Matrix methods for gene expression analysis
- Rachel Brem
© BioMed Central Ltd 2000
Received: 31 July 2000
Published: 18 September 2000
Matrix methods have been used to find dominant temporal patterns in gene expression data.
Significance and context
A major new branch of genomics involves expression arrays, in which the levels of RNA produced by many genes are measured simultaneously. Technical advances have made array experiments fairly easy to do, but tools for analysis of data produced have lagged behind. Here, Holter et al. pioneer the use of matrix methods on time-course expression arrays. From this analysis, the authors find that most genes in these systems undergo only one or a few simple patterns of expression over time. The technique is important because it may be more rigorous than standard clustering approaches; the paradigm of Holter et al. may find expression patterns that would not be detected using other methods.

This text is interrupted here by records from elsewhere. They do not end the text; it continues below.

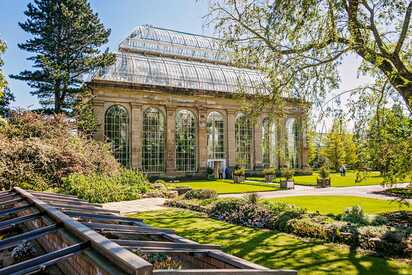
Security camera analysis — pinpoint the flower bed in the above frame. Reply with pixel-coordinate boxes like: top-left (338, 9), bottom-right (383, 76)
top-left (167, 196), bottom-right (412, 257)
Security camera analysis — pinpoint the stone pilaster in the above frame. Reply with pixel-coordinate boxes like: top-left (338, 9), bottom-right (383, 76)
top-left (253, 116), bottom-right (263, 169)
top-left (93, 100), bottom-right (104, 141)
top-left (226, 111), bottom-right (236, 166)
top-left (166, 107), bottom-right (176, 175)
top-left (198, 108), bottom-right (207, 172)
top-left (130, 103), bottom-right (143, 169)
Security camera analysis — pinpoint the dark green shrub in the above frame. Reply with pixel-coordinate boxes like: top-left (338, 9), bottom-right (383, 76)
top-left (0, 112), bottom-right (120, 191)
top-left (64, 169), bottom-right (150, 203)
top-left (183, 189), bottom-right (217, 200)
top-left (342, 205), bottom-right (368, 224)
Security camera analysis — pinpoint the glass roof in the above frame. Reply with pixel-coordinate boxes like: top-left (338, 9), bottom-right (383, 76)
top-left (94, 52), bottom-right (267, 94)
top-left (119, 25), bottom-right (230, 63)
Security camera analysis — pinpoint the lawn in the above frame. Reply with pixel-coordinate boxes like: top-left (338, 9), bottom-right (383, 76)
top-left (134, 210), bottom-right (412, 275)
top-left (168, 180), bottom-right (279, 194)
top-left (248, 171), bottom-right (390, 187)
top-left (267, 196), bottom-right (412, 214)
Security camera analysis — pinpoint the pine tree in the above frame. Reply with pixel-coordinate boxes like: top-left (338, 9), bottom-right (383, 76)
top-left (0, 39), bottom-right (7, 100)
top-left (12, 0), bottom-right (115, 113)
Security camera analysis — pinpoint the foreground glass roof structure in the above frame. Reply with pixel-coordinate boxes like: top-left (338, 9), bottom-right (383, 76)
top-left (94, 26), bottom-right (268, 94)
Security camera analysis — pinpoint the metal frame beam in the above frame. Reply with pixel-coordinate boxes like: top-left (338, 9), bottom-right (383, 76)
top-left (0, 213), bottom-right (43, 230)
top-left (0, 242), bottom-right (90, 274)
top-left (0, 224), bottom-right (59, 250)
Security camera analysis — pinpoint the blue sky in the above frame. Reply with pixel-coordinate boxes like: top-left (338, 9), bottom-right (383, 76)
top-left (0, 0), bottom-right (368, 118)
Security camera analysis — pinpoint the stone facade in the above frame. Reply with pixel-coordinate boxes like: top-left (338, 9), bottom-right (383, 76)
top-left (91, 81), bottom-right (307, 176)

Holter et al. apply a standard technique called singular value decomposition (SVD) to array data: two sets from time-course expression arrays from yeast and one from human fibroblasts. SVD finds eigenvectors, or fundamental patterns of expression with time, of the array matrices (see Methodological innovations for details of the methods used). Holter et al. find that in the yeast and fibroblast data only a few eigenvectors dominate, but the same is not true in a control calculation on random data. The dominant eigenvectors usually involve just one or two increases and decreases in expression levels. This suggests that at a gross level, most time-dependent expression patterns are very simple. The authors also find that many related genes - for example, those activated at a certain stage in yeast sporulation - can be found by multiplying the dominant eigenvectors by the same constant coefficients. This implies that related proteins are expressed with the same time course. Thus, data from SVD agree with previous knowledge of expression patterns.

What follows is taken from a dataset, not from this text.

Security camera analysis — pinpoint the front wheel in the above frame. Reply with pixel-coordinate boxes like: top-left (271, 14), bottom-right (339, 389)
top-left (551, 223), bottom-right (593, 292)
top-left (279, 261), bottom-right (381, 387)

One can understand the method of Holter et al. as follows. First, picture many graphs of a variable y versus time, each following a different curve. Here, y stands for the expression of one gene over time. Stacked vertically, these graphs represent the matrix of array data. Now picture another set of graphs of y versus time. These have the special property that, when added together, multiplied by different coefficients, the sum reproduces each experimental graph. The latter special graphs are the eigenvectors of the array matrix, and Holter et al. find them using a standard technique called SVD. At maximum, there are as many eigenvectors as there are genes in the array. But sometimes a few eigenvectors dominate the system: sums of these do a reasonable job of reporting back the experimental data.

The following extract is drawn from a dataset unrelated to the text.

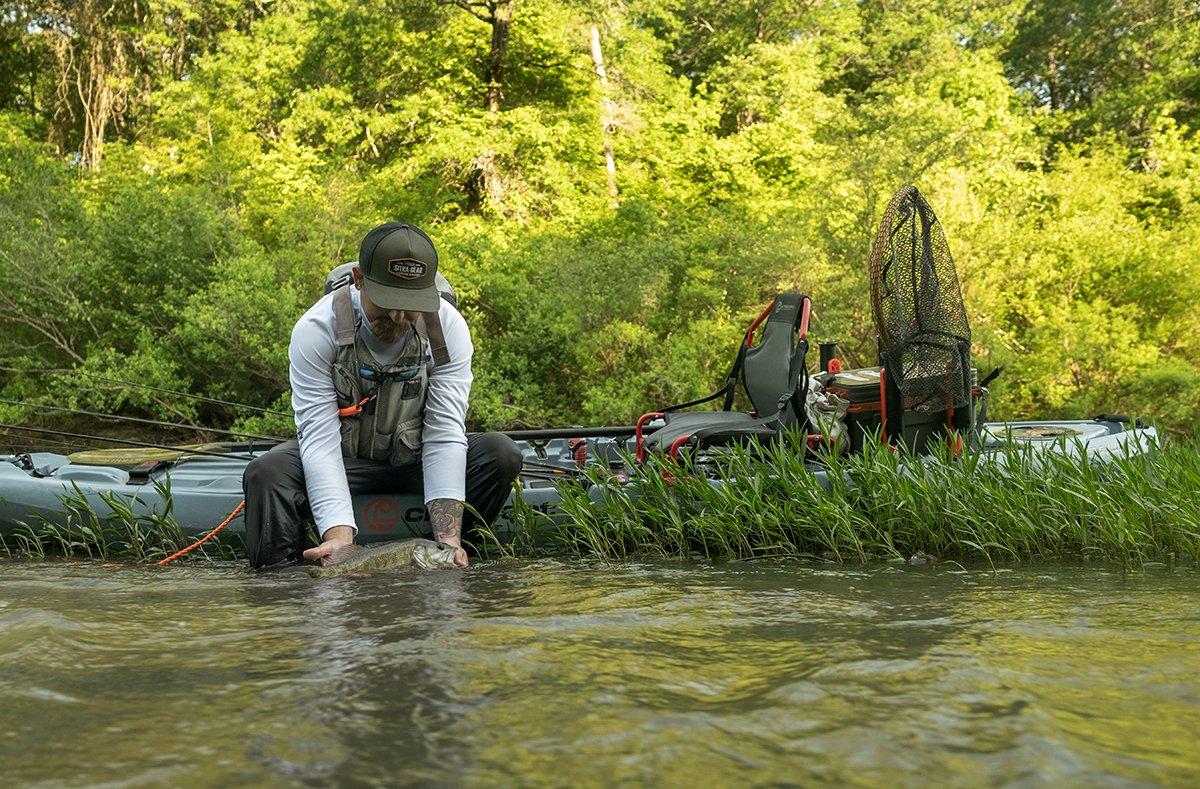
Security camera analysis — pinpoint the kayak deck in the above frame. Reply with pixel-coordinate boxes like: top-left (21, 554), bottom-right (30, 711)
top-left (0, 420), bottom-right (1158, 542)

The authors conclude that most genes obey one of only a few patterns of expression over time, and that their method performs well on positive controls with known protein classes.
This paper provides an excellent new idea for finding global trends in expression data. The next step is to use it in a clinical setting: do cancer cells express genes on a different time course from healthy cells, for example, and can the cause be identified?